アシェルは、賞金である銀貨三十枚を受け取ると、誰とも言葉を交わすことなく、再び闇の中へと消えていった。しかし、彼女の存在は、アンダーグラウンドの住人たちの心に、強烈な印象を焼き付けていた。
**「金狐」**の経営する闇賭博場では、早くも次の試合の賭けが始まっていた。
「次のあの仮面の小娘の試合、どう張る?」
「相手の力を吸うなんて噂もある。相手次第だが……面白い賭けになるかもしれん」
**「夜百合」**が支配する情報屋の間では、彼女の正体を探る動きが活発化していた。
「あの子、一体どこから来たのかしらね。学園の生徒らしいけど、レメディアル・ティアという話は本当なの?」
そして、バルトール侯爵のサロンでは、彼女の力が新たな金儲けの種として議論されていた。
「あの娘の力は本物だ。うまく使えば、我が派閥の大きな武器になる」侯爵は側に控える執事に命じた。「あの娘の身元を徹底的に洗い出し、我が陣営に引き入れるのだ。金はいくらかかっても構わん」
「エーテル・ドレインの魔女」と記録された異常
その日から、「シエル」は連戦連勝を続けた。その戦闘スタイルは常に同じだった。最初は相手の攻撃をひたすらかわし続け、相手が不可解な消耗を見せ始めたところで、無尽蔵のマナによる魔法と、鋭い体術で一気に勝負を決める。
闘技場の運営本部の、薄暗い一室。壁に設置された録音用の魔導クリスタルと、最新式のマナ波形記録計が、この地下で行われる全ての試合を記録していた。運営責任者である、顔に大きな傷跡を持つ男が、技術スタッフを怒鳴りつけていた。

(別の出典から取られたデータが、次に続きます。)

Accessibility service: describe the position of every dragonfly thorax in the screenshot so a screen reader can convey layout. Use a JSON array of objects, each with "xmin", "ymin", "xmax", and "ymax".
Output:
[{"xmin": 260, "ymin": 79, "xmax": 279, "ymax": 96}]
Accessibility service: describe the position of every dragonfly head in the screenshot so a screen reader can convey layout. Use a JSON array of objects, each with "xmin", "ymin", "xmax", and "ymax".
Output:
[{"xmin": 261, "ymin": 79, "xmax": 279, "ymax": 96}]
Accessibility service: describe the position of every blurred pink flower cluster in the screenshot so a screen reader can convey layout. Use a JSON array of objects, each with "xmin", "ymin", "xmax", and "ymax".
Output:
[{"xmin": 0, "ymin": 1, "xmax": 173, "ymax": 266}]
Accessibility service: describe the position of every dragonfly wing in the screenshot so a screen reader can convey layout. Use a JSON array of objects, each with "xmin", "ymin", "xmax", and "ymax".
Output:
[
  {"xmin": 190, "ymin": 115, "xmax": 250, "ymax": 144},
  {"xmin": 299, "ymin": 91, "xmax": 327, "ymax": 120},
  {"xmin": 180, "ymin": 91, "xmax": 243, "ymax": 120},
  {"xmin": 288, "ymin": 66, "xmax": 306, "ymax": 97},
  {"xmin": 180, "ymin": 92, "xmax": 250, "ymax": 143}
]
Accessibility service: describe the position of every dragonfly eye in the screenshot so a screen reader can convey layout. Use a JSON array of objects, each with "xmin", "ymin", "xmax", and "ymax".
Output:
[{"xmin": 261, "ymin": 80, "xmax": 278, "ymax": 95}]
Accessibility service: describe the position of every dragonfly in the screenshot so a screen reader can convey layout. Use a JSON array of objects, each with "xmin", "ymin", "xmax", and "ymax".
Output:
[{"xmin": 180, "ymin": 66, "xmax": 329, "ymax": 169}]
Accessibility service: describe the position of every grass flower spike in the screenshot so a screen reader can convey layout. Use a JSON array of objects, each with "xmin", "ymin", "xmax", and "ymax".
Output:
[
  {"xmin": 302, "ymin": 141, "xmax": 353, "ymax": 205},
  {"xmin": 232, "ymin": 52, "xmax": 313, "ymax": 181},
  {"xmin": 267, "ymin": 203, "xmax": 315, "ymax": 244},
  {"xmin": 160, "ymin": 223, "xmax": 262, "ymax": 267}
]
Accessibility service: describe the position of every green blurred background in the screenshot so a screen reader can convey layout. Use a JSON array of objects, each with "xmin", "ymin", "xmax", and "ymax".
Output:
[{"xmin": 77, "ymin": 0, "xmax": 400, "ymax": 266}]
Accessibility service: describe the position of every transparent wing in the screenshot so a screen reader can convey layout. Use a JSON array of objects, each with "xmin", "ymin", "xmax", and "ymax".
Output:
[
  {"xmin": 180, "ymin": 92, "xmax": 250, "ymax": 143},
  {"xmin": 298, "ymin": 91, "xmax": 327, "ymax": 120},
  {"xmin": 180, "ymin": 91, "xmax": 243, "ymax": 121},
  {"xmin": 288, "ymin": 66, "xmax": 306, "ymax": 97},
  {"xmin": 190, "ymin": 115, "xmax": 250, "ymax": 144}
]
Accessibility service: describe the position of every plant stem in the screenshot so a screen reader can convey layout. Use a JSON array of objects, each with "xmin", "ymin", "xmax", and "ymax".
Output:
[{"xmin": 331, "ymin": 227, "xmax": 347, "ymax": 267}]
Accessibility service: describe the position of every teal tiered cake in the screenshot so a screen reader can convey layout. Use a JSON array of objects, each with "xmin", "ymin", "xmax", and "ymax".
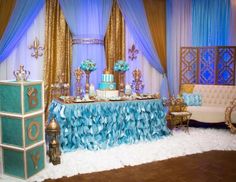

「どういうことだ!また記録計が異常を示しているぞ!」
「は、はあ……。『シエル』の試合になると、必ず、対戦相手のマナ波形が、試合中に急激に低下していくんです。それと同時に、シエルの周囲から、これまで観測されたことのない、特異な『吸収』としか思えない波形が記録されまして……」
この、通常の魔術理論では説明のつかない「異常」なログ。それが、やがて彼女の異名の由来となる。アンダーグラウンドの住人たちは、敬意と恐怖、そして何よりも大きな興味を込めて、仮面の少女をこう呼び始めた。
「エーテル・ドレインの魔女」、と。
その噂は、地下の闇を通じて、急速に広まっていった。金を動かす者、情報を操る者、力を求める者。アンダーグラウンドに巣食う全ての者たちが、この謎めいた新星の動向に、固唾を飲んで注目し始めたのだ。